Commenting on the importance of this discovery, in relation to the evolution of African Titanosaurs, lead author of the paper, Dr Eric Gorscak, a recent PhD graduate of Ohio University and now an assistant professor at the Midwestern University (Illinois), stated:

“Although Titanosaurs became one of the most successful dinosaur groups before the infamous mass extinction capping the Age of Dinosaurs, their early evolutionary history remains obscure, and Mnyamawamtuka helps tell those beginnings, especially for their African-side of the story.  The wealth of information from the skeleton indicates it was distantly related to other known African Titanosaurs, except for some interesting similarities with another dinosaur, Malawisaurus, from just across the Tanzania–Malawi border.”

Adding to the Diversity of Titanosaurian Sauropods from Africa

The field team responsible for this discovery have also found the fossilised remains of two other Titanosaurs in this part of Africa.  In 2017, Everything Dinosaur reported upon the discovery of Shingopana songwensis.

To read about S. songwensis: A New Species of African Titanosaur is Named

In addition, Rukwatitan bisepultus another Titanosaurian Sauropod dinosaur, was named and described in 2014: A New Species of Titanosaurian Sauropod Rukwatitan bisepultus

The researchers conclude that Mnyamawamtuka moyowamkia was distantly related to both Shingopana songwensis and Rukwatitan bisepultus, fossils of which come from younger Cretaceous sediments, although it did share some anatomical characteristics with Malawisaurus dixeyi from Malawi, that might have been contemporaneous.  This new fossil discovery is helping palaeontologists to better understand the distribution of Titanosaurs between Africa and South America and their evolutionary relationships.

Heart-shaped Tail Bones

One of the middle caudal centra (tail bone from the middle portion of the tail), exhibits a unique dorsolateral expansion of the posterior articular surface of the centrum.  This unique characteristic was found to be present in the most intact middle caudal vertebra described.  This unique shape inspired the dinosaur’s name.

Heart-shaped Tail Bone Centrum (Rear View)

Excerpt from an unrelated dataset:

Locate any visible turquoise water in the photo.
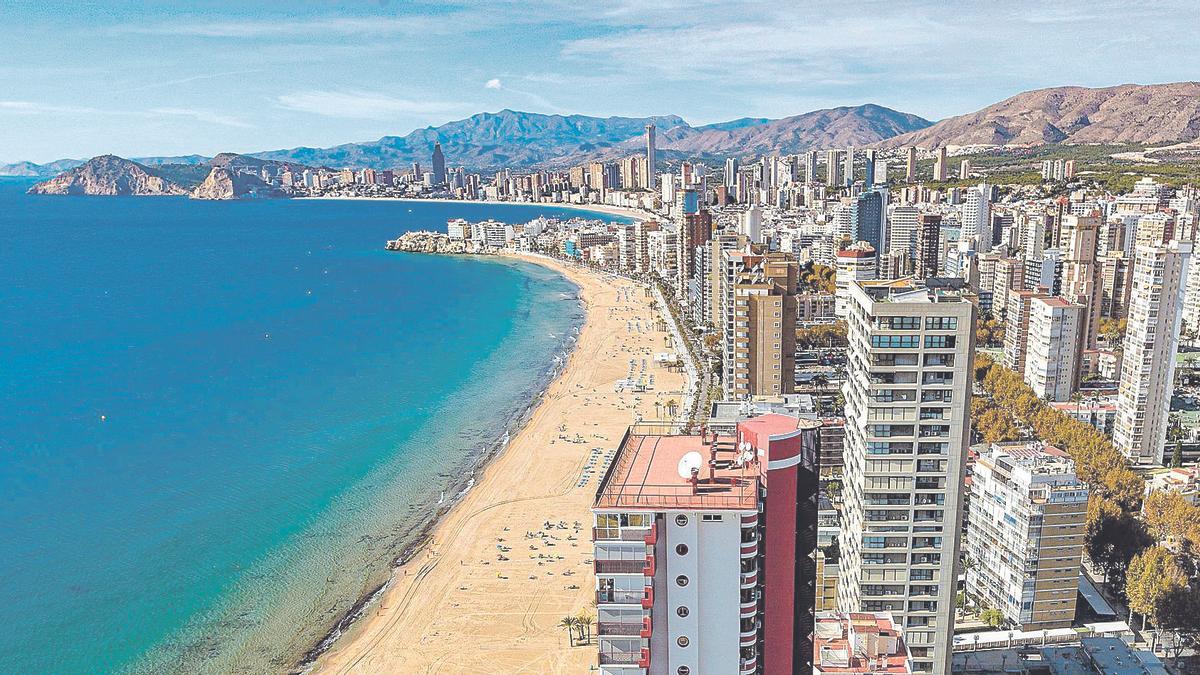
[0,180,633,673]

A posterior view of a middle caudal vertebra showing the characteristic heart shape.  The term dle = dorsolateral expansion.

Picture Credit: PLOS One

Tail Bones of Different Titanosaurs Compared

A comparison of caudal vertebrae between three Titanosaurs. Mnyamawamtuka moyowamkia (A), compared with Malawisaurus dixeyi (B) and Lohuecotitan pandafilandi of the Late Cretaceous of Spain (C). Posterior views and lateral views, scale bar = 10 cm.  The term dle = dorsolateral expansion.

Picture Credit: PLOS One

The scientific paper: “A New African Titanosaurian Sauropod Dinosaur from the Middle Cretaceous Galula Formation (Mtuka Member), Rukwa Rift Basin, Southwestern Tanzania” by Eric Gorscak and Patrick M. O’Connor published in PLOS One.